I learned about the Tulsa race massacre in graduate school and I was shocked that my previous education had failed me, but I realized it wasn't just me. Turns out that most students didn't learn about the history of Tulsa’s Black Wall Street and the atrocities that occurred to set the residents back. Surprisingly, even students in Oklahoma didn’t learn about what happened in the bustling, prosperous Black community in 1921. Just over 100 years ago, an angry white mob descended on Tulsa’s Greenwood District, the small Black community that had amassed wealth in the 56 years following the Emancipation Proclamation being signed. The community was entirely self-sufficient with its own barber shop, bank, grocery store, newspaper and school.

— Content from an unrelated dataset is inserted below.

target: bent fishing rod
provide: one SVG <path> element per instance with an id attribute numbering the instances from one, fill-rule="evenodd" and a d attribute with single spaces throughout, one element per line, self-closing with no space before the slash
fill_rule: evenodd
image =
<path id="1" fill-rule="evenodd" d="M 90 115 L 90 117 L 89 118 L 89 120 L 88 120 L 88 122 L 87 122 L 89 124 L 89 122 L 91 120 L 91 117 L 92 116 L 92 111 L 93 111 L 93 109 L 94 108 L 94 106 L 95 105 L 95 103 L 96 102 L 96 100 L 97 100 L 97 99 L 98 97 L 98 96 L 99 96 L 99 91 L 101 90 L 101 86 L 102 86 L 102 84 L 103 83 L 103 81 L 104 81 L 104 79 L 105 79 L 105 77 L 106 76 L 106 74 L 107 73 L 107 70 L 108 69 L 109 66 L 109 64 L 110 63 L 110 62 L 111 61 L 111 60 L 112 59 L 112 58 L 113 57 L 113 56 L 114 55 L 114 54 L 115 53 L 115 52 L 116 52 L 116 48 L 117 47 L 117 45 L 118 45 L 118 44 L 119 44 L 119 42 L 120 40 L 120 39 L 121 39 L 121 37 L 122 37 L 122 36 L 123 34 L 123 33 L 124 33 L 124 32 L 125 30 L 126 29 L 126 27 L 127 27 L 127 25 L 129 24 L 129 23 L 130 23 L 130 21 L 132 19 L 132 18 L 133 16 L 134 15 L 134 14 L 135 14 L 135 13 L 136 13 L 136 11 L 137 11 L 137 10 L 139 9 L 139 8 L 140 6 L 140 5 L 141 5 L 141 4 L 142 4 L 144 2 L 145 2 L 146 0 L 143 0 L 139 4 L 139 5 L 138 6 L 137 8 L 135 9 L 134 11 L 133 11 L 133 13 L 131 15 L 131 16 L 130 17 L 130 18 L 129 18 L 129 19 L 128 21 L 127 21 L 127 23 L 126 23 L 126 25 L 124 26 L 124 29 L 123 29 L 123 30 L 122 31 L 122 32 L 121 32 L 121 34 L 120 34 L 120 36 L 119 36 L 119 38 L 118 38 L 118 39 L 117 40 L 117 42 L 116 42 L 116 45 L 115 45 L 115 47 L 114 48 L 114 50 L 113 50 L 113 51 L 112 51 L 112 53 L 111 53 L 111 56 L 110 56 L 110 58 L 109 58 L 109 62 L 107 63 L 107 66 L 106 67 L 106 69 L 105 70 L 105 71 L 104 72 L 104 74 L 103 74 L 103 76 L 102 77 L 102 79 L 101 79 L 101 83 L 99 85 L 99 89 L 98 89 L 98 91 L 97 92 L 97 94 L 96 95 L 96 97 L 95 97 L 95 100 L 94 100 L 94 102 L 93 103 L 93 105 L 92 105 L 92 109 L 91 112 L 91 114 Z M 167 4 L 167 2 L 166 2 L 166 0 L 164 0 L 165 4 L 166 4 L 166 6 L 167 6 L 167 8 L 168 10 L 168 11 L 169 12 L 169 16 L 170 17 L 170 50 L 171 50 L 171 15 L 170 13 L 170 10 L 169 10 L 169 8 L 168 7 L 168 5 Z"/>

There were even doctors and real estate agents, which allowed the community to exist without needing to depend on outsiders.

When the white mob came to town, they burned the entire community to the ground and killed around 300 people, historians surmised. The city lay in ruins for years as the state focused on building up the more predominantly white areas and refused to allocate resources. Insurance companies wouldn't pay out claims to rebuild the once thriving community. Residents of Greenwood felt the effects of this for generations. Today, there are three surviving members of Black Wall Street—Lessie Benningfield Randle, 107, Viola Fletcher, 107, and Hughes Van Ellis, 101—and a judge just ruled that their lawsuit seeking reparations can proceed.